The two of them fought each other like jackals, but when Eichmann stepped into the hall he was sweet-tempered and acknowledged without comment what it was that Becher was to keep him posted about. Becher gave him no instructions, stressed that he was informing him of an order coming from staff headquarters, and meanwhile acted as if it was not Eichmann he was speaking with but turned to me, as if what was most important for him was that I take note of his intervention, and when it was possible I should pass that on to the appropriate authority. Even many years later I have no wish to imagine what Eichmann’s expression must have been like. All the same … The look lacked any feature that would have allowed one to deduce what I knew about him. That is was what remains most memorable. Yesterday, while writing my diary, I read that the Hamburg-based 101 Reserve Police Battalion of the Order Police (Ordnungspolizei), which included middle-class professionals, officials and skilled workers, without being given any specific order and acknowledging no political standards or moral norms other than those of the Nazis (that’s what it says), massacred several thousand Polish Jews in 1942. Might it be that taking action without thinking can result in more evil than the evil instincts that reside in man anyway? Everything that is happening here is all so ordinary, is what I read from Eichmann’s face, this Becher and this Swiss as well, which is to say me. Gertrud once said that Eichmann is proof of what man is capable of, and at the time I agreed with her. Now I hold a different view, but I am not in a position to discuss it with Gertrud. I don’t think he is proof of what man is capable of but what man is.
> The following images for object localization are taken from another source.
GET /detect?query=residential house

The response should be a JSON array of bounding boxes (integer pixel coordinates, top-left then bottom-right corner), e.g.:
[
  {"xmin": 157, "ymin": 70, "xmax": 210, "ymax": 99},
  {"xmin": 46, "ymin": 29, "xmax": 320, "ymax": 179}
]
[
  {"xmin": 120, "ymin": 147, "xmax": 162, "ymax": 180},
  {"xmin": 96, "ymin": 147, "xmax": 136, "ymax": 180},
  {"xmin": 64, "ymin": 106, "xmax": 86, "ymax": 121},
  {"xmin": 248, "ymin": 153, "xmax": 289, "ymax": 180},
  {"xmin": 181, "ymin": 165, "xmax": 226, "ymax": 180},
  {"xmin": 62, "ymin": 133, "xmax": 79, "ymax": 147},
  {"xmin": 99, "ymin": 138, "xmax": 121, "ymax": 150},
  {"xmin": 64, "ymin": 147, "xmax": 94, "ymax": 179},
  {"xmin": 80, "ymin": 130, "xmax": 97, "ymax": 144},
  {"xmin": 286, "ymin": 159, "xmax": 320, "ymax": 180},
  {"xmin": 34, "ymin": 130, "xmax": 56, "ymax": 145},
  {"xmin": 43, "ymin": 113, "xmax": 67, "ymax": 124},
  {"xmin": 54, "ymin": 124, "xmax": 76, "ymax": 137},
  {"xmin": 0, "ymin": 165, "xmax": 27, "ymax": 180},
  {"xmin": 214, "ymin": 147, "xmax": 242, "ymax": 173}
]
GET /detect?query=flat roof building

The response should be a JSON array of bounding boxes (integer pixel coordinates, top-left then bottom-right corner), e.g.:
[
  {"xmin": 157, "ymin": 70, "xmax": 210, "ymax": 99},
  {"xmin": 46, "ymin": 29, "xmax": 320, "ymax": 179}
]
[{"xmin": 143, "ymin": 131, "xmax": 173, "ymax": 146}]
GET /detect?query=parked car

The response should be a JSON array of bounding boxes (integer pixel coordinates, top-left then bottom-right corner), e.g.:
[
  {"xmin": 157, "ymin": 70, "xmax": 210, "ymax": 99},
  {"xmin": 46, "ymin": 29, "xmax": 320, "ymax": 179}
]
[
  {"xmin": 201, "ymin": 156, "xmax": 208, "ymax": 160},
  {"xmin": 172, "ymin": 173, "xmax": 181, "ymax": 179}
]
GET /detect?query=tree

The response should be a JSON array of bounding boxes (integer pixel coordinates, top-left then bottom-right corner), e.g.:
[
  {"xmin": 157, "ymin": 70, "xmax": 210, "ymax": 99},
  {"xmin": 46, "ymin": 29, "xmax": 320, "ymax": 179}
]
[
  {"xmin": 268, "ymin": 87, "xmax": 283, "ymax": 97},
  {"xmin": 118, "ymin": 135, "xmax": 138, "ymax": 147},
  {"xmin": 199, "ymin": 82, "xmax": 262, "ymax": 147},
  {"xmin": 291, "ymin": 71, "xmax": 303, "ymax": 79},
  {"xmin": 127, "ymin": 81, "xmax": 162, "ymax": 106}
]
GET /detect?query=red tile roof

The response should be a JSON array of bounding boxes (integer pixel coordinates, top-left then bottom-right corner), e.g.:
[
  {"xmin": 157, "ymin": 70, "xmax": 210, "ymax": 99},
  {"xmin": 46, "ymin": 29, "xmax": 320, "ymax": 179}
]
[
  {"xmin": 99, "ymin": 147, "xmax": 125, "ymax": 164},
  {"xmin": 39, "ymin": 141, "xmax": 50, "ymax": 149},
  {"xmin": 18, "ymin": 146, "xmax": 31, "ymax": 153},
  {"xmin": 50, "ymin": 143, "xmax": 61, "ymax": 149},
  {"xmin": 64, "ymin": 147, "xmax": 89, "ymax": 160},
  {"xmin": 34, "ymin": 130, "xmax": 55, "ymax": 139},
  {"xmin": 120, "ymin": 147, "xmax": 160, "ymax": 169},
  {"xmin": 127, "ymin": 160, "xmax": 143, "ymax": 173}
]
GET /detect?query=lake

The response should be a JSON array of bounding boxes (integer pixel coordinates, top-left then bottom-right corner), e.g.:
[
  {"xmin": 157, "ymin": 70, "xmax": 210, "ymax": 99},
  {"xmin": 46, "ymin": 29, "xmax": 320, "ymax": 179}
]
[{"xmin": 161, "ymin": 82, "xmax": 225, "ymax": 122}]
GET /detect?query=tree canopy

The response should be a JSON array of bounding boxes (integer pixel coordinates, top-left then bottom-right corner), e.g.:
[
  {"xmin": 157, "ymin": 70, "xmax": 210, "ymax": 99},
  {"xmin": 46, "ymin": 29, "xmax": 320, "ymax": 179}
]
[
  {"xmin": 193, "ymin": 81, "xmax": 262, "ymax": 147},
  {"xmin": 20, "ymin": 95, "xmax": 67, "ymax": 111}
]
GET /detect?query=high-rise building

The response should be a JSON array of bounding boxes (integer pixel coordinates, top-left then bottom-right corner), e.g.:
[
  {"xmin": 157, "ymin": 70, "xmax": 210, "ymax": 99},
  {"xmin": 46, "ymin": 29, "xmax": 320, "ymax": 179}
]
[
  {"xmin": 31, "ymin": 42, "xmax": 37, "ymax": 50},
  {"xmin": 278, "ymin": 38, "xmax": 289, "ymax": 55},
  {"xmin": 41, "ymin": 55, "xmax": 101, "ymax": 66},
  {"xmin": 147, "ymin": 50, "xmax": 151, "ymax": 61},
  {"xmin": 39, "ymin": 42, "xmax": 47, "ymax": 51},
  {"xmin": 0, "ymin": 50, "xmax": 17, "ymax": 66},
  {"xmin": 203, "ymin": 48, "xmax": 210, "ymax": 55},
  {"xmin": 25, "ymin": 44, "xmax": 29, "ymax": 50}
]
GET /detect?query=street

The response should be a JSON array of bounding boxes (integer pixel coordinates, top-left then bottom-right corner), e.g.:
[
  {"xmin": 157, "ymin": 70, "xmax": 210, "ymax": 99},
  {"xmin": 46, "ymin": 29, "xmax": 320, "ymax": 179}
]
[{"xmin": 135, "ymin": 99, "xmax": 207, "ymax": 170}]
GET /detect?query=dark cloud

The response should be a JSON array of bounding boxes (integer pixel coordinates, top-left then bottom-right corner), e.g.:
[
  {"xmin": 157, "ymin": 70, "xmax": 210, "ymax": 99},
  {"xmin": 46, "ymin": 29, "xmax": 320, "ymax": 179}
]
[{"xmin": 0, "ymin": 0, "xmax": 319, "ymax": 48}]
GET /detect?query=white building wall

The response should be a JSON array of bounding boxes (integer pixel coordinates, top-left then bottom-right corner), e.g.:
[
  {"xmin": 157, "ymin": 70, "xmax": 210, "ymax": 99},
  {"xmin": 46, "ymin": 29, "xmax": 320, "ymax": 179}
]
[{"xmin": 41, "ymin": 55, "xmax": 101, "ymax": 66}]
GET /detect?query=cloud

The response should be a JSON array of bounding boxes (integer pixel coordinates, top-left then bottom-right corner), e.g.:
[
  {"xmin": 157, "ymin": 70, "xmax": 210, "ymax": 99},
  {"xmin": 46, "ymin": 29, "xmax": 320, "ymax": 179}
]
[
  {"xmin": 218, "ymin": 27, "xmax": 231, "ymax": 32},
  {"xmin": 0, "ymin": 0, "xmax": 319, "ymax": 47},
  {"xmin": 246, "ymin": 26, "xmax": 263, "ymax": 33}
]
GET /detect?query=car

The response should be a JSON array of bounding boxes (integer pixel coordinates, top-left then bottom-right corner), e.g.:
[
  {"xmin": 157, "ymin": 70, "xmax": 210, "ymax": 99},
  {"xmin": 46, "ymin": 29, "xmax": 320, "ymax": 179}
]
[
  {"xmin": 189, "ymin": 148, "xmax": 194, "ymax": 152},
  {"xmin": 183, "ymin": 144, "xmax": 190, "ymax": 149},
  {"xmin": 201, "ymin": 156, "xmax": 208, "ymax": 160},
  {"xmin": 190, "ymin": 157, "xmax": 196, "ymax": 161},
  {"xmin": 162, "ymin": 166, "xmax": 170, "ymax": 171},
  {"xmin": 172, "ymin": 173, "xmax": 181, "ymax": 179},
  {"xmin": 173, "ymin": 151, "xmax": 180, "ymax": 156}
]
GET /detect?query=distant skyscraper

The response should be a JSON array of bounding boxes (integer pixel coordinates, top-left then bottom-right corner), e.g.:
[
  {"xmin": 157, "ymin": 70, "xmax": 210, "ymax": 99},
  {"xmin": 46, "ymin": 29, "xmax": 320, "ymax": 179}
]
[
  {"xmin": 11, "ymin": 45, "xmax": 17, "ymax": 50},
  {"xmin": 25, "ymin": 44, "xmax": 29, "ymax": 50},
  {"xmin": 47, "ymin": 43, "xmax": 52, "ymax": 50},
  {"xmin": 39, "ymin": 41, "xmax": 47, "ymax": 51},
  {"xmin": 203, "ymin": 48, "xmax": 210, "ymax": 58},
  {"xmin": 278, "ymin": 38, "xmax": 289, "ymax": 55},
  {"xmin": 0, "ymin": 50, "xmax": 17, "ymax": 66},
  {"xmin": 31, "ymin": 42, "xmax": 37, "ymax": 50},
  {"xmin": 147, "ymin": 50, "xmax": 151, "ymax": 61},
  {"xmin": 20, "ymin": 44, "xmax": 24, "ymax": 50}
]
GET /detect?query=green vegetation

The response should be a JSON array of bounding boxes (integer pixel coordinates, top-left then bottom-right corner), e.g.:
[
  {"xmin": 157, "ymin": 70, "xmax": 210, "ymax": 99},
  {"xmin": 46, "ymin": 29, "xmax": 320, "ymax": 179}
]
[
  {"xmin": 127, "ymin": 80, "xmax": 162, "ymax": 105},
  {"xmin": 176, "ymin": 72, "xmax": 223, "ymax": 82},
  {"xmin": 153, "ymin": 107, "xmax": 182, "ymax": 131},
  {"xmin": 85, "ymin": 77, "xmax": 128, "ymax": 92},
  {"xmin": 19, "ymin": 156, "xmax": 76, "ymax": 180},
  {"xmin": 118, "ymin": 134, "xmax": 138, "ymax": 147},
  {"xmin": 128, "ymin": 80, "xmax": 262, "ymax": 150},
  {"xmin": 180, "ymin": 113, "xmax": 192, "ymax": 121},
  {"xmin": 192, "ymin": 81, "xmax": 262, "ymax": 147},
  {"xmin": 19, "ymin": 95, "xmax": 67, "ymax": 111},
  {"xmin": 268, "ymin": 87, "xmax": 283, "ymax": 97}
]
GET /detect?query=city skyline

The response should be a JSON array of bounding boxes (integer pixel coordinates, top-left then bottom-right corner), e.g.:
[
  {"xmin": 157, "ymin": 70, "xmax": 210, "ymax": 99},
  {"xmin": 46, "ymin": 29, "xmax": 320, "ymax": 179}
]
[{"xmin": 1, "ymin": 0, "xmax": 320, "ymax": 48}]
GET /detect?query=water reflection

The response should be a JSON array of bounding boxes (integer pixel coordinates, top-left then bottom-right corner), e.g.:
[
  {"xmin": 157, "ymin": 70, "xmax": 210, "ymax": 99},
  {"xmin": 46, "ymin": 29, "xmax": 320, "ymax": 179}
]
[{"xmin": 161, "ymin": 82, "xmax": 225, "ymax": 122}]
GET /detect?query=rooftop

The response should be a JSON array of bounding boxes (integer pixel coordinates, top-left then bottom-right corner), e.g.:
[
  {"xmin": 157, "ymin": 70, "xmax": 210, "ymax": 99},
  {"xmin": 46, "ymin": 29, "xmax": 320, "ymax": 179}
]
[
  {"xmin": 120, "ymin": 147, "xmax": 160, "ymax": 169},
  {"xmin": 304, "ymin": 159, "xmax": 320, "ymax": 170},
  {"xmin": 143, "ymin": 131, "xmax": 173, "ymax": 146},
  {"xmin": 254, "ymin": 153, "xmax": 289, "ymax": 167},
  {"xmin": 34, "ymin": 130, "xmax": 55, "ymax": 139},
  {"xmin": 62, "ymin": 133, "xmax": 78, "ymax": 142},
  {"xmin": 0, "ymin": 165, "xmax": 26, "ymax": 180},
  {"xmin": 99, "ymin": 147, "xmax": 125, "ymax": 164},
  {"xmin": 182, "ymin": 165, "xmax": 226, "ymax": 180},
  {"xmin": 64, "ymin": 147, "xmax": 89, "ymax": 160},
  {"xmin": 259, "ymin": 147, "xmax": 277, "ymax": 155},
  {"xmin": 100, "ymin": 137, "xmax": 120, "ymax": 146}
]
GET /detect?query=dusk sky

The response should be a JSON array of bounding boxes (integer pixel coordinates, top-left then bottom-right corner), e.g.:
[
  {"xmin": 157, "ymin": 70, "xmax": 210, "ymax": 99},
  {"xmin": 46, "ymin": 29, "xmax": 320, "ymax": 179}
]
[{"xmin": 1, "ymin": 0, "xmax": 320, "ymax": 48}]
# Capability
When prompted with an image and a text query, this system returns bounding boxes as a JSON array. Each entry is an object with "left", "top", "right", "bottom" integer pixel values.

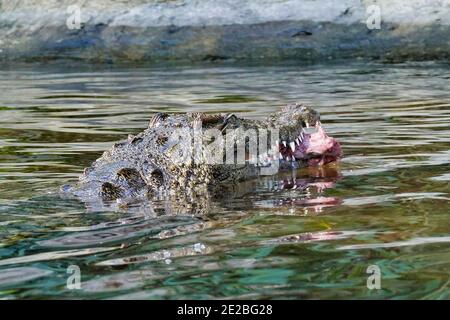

He underlines the two words then gets up from the writing desk. Through the window he can see the far shore of the lake and the green hills of the Appenzeller Vorderland. If he were to step over to the window opposite he would be able to see the church spire of Walzenhausen and that favourite rocky peak of the Meldegg. He returns to the desk, Not long ago at the bottom of a crate he had found his first diary: ‘Today I made a decision to keep a diary, and with God’s assistance I shall carry it on so as long as I am able to.’ The entry is dated 16 June 1914.

After some more rummaging he comes across two communications from the Consular Service of the Ministry of Foreign Affairs in Berne:

We draw to attention once more that your correspondence should always be circulated with a copy to the head of the legation. We are firmly convinced that if you had kept Herr Kuebler, the Consul, fully informed he would have stopped you from committing professional mistakes.

That communication is dated 3 May 1938. Lutz could not remember what the professional mistakes in question had been; all he recalls is that in 1938 Kuebler was Consul-General of the Swiss Legation in Palestine.

The second communication is dated 17 September 1938:

It has come to our notice that you are preparing copies of official communications for your own private collection. As you are probably well aware, under no circumstances may federal officials lay claim to materials that they have committed to writing in their official capacity.

Carl Lutz wonders how many drawers at home must be filled with his diaries and files.

I muse that my country’s policy was not to extend recognition to Stalin, and how right it was, but to recognize Hitler and Mussolini. Those who reminisce often pose the question, what kind of people were those diplomats? I posed similar questions myself in 1944 in Budapest: what kind of people were the Hungarians who cooperated with Hitler? Exactly what? What kind of Hungarians? And what kinds of Swiss are my superiors?”

He puts down his pen. Who, he wonders, poses questions like that? He supposes that everything vanished even for him, despite all his efforts; to no avail the reminders of his diaries and photographs.

He steps over to the window once more.

The look-out on the Meldegg is easy to spot, but the emotion that he felt when he first glimpsed the rocks is irretrievable.

The story has been lost, he writes, but why should it have been brought home to me on that particular day; that I didn’t know then, and I don’t know now either, he notes down five years later, when he reads what he wrote on 19 September 1962.